So I was listening to Scott Simon on NPR wax poetic about Twitter. He had listeners read the “poetic”, “witty”, whatever Tweets that he had solicited from them. But in discussing political Tweets, Simon mis-spoke and referred to - I swear this is what he said - “Congressman Joe Wilson of Louisiana”. The President-heckling Congressman is, of course, from South Carolina, not Louisiana, and we’re so happy that a politician from somewhere ELSE was a national embarrassment for a while.
But when I went to capture the audio from NPR.Org, the error had been edited and he now mentions the correct state. But because this segment was about Twitter I had immediately got on-line and Tweeted my offense at his error, and, luckily, found one other Louisianan who also was not happy with Simon’s confusion about Southern States.
So except for Twitter there is no evidence that this error occurred. And because Twitter doesn't, as far as I know, archive all our Tweets in perpetuity, those two pieces of "evidence" won't be around forever. A minor point about a minor error, sure, but still. Its nice to know that NPR edits such errors out of its on-line archives. And I remain agnostic about Twitter being a revolutionary information/news resource and/or tool, but I’m regularly surprised at how it can be useful for random little things like this.

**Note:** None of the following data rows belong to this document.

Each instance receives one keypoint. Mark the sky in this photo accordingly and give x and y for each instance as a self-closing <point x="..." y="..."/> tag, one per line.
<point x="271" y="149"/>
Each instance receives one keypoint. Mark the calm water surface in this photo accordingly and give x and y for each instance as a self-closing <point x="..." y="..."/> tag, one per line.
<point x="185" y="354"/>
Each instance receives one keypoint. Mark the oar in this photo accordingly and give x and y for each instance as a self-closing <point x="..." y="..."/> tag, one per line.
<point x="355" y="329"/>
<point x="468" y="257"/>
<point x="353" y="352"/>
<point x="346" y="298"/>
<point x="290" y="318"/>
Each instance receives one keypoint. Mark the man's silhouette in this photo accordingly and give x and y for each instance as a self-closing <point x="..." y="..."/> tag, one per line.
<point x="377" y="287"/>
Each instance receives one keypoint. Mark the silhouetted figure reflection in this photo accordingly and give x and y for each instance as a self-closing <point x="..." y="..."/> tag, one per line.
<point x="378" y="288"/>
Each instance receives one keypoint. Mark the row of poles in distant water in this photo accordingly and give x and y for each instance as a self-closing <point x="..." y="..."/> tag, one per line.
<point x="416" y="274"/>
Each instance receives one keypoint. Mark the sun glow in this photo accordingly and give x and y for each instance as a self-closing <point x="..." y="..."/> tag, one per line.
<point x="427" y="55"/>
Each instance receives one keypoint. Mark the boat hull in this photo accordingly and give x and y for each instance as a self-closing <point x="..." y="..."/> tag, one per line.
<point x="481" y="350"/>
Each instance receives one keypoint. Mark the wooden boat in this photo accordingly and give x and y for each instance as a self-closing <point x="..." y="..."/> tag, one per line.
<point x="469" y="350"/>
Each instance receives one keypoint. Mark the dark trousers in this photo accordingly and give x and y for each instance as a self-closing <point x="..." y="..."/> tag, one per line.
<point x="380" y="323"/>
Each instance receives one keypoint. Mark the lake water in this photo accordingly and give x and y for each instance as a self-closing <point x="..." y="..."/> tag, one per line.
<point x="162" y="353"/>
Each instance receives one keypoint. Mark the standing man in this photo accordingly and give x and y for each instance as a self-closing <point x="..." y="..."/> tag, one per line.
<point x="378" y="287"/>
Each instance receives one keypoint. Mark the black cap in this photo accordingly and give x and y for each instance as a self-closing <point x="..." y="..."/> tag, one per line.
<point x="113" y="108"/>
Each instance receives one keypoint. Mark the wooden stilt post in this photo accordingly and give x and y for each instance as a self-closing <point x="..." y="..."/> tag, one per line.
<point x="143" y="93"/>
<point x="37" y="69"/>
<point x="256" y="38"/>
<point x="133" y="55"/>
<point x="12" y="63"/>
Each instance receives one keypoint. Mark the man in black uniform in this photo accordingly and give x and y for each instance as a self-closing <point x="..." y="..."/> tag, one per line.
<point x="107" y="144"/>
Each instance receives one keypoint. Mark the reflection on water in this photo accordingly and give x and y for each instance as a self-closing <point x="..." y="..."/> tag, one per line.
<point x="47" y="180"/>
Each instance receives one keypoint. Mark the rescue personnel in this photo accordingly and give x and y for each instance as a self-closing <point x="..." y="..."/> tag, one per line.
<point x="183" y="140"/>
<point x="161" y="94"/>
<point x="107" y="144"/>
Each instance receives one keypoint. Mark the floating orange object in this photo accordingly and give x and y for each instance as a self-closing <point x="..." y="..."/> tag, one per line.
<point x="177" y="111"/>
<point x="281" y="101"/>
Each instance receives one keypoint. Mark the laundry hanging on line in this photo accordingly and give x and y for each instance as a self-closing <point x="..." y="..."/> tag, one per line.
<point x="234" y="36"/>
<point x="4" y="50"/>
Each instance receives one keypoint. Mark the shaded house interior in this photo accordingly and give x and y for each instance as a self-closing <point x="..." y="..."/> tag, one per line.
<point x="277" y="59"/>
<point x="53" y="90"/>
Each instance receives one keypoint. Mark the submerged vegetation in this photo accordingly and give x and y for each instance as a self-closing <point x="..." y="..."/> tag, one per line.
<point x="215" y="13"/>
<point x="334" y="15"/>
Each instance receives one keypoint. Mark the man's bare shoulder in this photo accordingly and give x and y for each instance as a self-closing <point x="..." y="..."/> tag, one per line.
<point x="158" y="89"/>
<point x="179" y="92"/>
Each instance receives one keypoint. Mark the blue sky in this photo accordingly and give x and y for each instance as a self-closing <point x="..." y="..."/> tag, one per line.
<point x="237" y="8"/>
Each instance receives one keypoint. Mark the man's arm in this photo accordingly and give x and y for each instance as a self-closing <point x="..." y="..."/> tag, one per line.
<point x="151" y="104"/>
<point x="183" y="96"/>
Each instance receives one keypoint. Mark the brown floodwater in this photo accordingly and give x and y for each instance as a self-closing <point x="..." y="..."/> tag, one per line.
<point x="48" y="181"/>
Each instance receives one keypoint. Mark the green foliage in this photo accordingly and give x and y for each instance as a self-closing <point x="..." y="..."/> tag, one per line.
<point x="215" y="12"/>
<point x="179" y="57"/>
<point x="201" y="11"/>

Oh, and Scott Simon’s whole segment was people reading their “clever” Tweets that he had asked them to submit. A few were cute, but one was about public libraries and was pretty clueless. The caller/Tweeter, Amanda Elend - @amandaelend - read her following Tweet:
Finding myself extremely thankful that the public library system already exists. Imagine trying to get that one past Congress.Public libraries funding is, of course, mostly local, but the federal government does give a big chunk of change to help at almost every level. But there was no initial “Public Library Act” that had to “get past Congress” in some past halcyon day. In fact Congress still ponies up a big pile of money each year - $158 million for state library agencies in 2005 (out of a total $1.1 billion total revenue, so right at 15% comes from the federal government). I guess I shouldn’t be too surprised because I imagine a majority of the country can’t believe that any government program or function exists that doesn’t flow from the benevolence of the federal government.